Why? Because voters understand that public is better than private when it comes to health care.
They know that health privateers owe priority to their shareholders’ dividends, whereas the NHS ethos is based on care and service, paid for out of the public purse.
Every pound paid out to a United Health shareholder is one pound less to be invested in better care and services. It’s not rocket science.
Voters understand it, but it seems beyond the superbrains of the Labour Cabinet who, bizarrely, equate private with efficient.
It seems inexplicable that a Labour government would seek to learn lessons from the example offered by the US.

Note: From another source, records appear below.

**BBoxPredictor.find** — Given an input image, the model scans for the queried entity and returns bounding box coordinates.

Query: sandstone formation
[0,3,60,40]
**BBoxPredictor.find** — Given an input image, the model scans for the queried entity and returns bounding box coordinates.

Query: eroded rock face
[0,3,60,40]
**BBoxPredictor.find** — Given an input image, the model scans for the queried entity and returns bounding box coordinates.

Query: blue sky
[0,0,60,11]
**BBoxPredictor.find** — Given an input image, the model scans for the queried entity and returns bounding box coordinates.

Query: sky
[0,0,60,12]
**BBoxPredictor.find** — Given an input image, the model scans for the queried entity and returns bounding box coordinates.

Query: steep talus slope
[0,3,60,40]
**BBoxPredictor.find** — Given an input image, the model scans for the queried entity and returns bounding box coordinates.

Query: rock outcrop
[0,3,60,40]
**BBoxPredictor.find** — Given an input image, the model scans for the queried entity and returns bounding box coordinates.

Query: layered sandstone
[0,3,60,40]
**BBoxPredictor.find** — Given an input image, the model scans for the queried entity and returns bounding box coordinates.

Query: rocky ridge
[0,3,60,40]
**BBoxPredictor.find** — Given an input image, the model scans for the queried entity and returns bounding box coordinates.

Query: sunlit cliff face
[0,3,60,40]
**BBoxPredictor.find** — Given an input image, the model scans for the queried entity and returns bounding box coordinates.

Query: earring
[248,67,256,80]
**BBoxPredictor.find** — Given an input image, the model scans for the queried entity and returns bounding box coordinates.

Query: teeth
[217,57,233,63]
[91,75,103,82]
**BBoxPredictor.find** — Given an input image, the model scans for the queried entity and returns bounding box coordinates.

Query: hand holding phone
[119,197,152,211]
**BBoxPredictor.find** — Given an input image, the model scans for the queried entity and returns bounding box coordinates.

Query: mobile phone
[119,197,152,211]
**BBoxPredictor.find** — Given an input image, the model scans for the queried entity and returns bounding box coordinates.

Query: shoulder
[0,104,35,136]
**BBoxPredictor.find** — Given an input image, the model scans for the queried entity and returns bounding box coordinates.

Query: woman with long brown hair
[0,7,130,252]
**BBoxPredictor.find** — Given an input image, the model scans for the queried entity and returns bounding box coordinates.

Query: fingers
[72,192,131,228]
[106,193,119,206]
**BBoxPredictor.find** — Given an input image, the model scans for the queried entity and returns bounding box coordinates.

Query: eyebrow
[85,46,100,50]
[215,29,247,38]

Yes, they spend more money on health in the States than anywhere else and they have some of the most modern, state-of-the-art facilities in the world.
Well, that’s not surprising. It’s the richest country in the world, but having the largest health budget doesn’t mean having the most efficient or comprehensive.
They spend most because their health-care model is based on private insurance, encouraging high and ever-rising costs of surgery and bloated bureaucracy, to meet the needs of corporate shareholders.
There is nothing efficient about a health-care system that omits 50 million citizens, who are sidelined because they have no valid insurance.
The US ought to be the last country to which a Labour government looks to learn lessons.
In fact, given new Labour’s obsession with the mythical land of middle England, perhaps it might be better placed to look to Wales and Scotland for brighter examples of rational health care.